Deux jours plus tard, à la surprise de Sergueï, il a été libéré contre toute attente - bien que presque tous ses documents aient été conservés par ses ravisseurs, à l'exception de son permis de conduire.
Aujourd'hui encore, Sergei et Tatyana ne comprennent pas pourquoi il a été libéré après ses aveux.
Sergueï s'est rendu au bureau des passeports de Tokmak et a demandé des documents de remplacement, mais les autorités d'occupation russes n'étaient pas pressées de lui délivrer un nouveau passeport.
Après la libération de Sergei, le couple pense que les services de sécurité russes ont continué à les surveiller.
Différentes voitures passaient constamment pour vérifier la maison, et des inconnus venaient souvent à la porte pour demander s'ils vendaient quelque chose.
Le couple savait qu'il ne serait pas laissé seul.
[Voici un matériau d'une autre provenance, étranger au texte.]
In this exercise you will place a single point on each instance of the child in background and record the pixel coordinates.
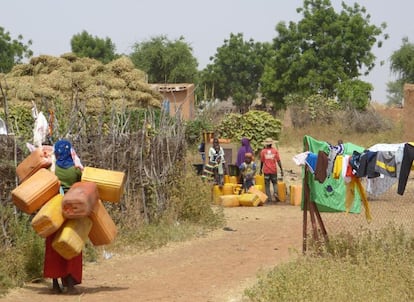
(248, 171)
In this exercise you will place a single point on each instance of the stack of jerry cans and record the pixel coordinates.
(110, 187)
(34, 192)
(262, 196)
(80, 199)
(249, 200)
(103, 229)
(230, 200)
(281, 191)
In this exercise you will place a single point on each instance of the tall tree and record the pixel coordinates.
(165, 61)
(321, 51)
(12, 51)
(85, 45)
(402, 64)
(236, 70)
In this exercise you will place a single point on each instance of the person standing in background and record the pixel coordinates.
(216, 160)
(269, 160)
(241, 153)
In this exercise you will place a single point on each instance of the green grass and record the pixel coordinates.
(373, 267)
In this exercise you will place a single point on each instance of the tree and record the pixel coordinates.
(354, 92)
(236, 70)
(12, 51)
(321, 51)
(85, 45)
(165, 61)
(395, 92)
(402, 64)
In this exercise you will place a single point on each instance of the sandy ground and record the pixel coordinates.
(214, 268)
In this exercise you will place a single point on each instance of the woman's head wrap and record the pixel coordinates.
(63, 154)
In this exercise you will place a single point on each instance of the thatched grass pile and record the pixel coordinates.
(71, 79)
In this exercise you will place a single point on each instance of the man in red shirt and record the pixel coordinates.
(269, 157)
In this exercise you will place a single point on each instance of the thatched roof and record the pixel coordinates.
(70, 78)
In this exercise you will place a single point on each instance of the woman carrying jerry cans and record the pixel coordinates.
(55, 266)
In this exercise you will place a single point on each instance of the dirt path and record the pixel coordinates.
(215, 268)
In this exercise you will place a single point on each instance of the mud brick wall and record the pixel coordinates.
(408, 112)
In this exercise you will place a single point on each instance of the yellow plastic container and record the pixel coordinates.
(233, 180)
(217, 192)
(49, 218)
(249, 200)
(226, 179)
(281, 191)
(229, 200)
(262, 196)
(71, 238)
(35, 191)
(228, 189)
(103, 229)
(259, 180)
(110, 183)
(296, 195)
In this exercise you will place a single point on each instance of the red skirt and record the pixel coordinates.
(55, 266)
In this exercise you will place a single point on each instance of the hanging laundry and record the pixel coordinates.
(321, 167)
(311, 161)
(337, 168)
(300, 159)
(386, 163)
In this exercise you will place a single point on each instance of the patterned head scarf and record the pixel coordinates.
(63, 154)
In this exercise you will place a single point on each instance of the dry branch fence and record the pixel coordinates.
(148, 157)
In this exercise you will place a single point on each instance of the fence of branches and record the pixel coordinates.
(148, 156)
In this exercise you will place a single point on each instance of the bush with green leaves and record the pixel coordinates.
(256, 125)
(313, 109)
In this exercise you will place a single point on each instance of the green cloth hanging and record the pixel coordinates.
(329, 196)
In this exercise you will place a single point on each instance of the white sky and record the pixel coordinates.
(50, 24)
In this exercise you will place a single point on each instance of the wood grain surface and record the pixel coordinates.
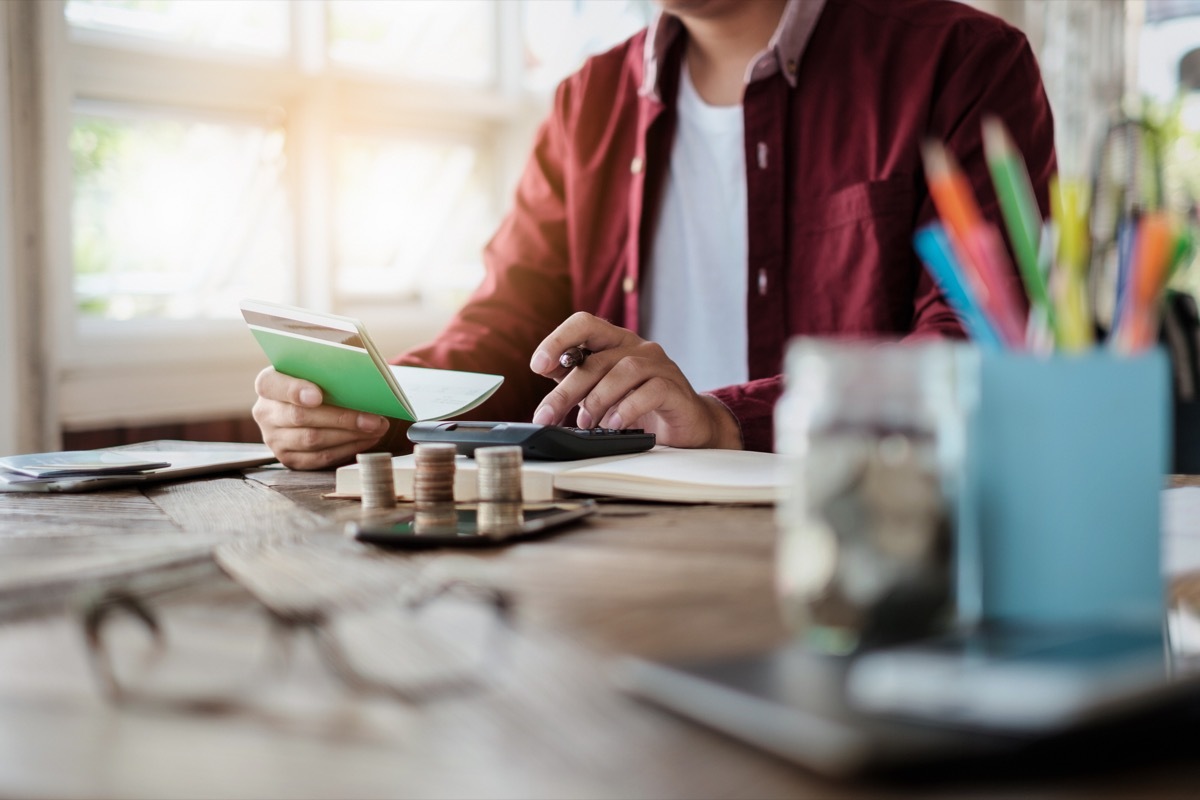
(539, 719)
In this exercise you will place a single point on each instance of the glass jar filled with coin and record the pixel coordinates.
(874, 441)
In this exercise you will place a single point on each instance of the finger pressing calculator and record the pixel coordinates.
(537, 441)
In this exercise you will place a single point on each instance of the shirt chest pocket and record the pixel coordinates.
(851, 259)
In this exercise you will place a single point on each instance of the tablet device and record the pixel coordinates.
(978, 695)
(469, 524)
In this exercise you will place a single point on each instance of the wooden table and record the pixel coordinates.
(646, 579)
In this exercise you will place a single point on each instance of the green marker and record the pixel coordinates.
(1019, 209)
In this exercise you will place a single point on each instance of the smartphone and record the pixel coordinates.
(471, 524)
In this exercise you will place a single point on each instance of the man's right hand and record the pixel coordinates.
(303, 432)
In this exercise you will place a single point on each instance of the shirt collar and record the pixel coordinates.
(783, 53)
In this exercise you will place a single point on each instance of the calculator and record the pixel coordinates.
(537, 441)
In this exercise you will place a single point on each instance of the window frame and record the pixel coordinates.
(138, 372)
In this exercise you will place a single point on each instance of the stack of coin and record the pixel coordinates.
(499, 474)
(433, 477)
(499, 489)
(499, 518)
(378, 486)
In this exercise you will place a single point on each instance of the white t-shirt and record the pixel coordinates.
(695, 294)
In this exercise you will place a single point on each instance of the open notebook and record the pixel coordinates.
(664, 474)
(336, 354)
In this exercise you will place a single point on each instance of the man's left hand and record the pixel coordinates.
(628, 383)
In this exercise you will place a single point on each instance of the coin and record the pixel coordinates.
(433, 477)
(499, 474)
(378, 483)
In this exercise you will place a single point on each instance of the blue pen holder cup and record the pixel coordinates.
(1059, 518)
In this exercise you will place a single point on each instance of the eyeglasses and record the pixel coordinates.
(219, 654)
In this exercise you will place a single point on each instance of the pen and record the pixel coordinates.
(574, 358)
(1019, 209)
(934, 247)
(981, 251)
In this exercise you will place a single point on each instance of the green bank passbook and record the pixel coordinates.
(336, 354)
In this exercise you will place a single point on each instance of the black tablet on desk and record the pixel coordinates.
(979, 696)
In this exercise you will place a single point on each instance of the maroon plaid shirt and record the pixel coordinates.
(835, 113)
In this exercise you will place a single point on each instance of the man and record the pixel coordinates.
(669, 258)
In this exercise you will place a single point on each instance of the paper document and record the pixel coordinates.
(664, 474)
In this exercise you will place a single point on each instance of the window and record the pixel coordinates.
(1169, 86)
(345, 155)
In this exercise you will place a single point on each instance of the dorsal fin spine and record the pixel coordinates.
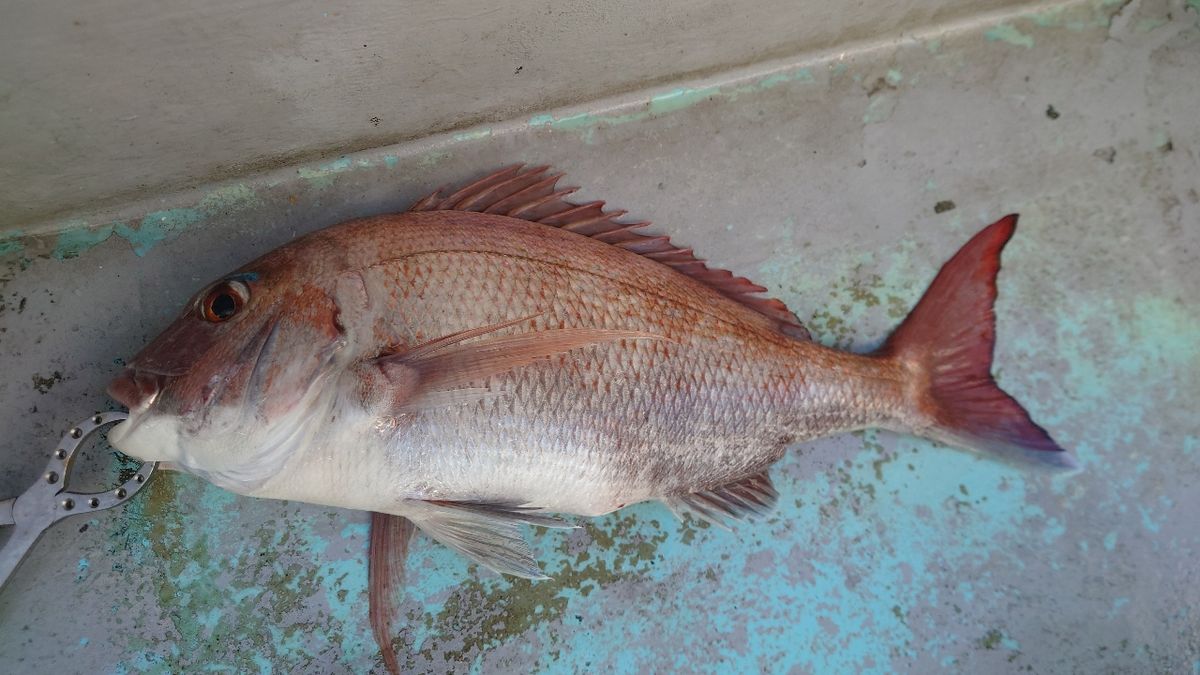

Après avoir consulté des militants des droits de l'homme en Europe, ils ont décidé de quitter le territoire occupé, d'abord en retournant en Russie, où Sergueï espérait obtenir un nouveau passeport, puis en se rendant en Europe.
Leurs voisins de Tokmak les ont aidés en leur achetant du bétail et du matériel. Le couple a même réussi à trouver un nouveau foyer pour ses chiens, ce qui, selon Sergei, était sa plus grande inquiétude.
L'armée russe s'est installée dans la maison du couple deux semaines après leur départ, raconte Sergei.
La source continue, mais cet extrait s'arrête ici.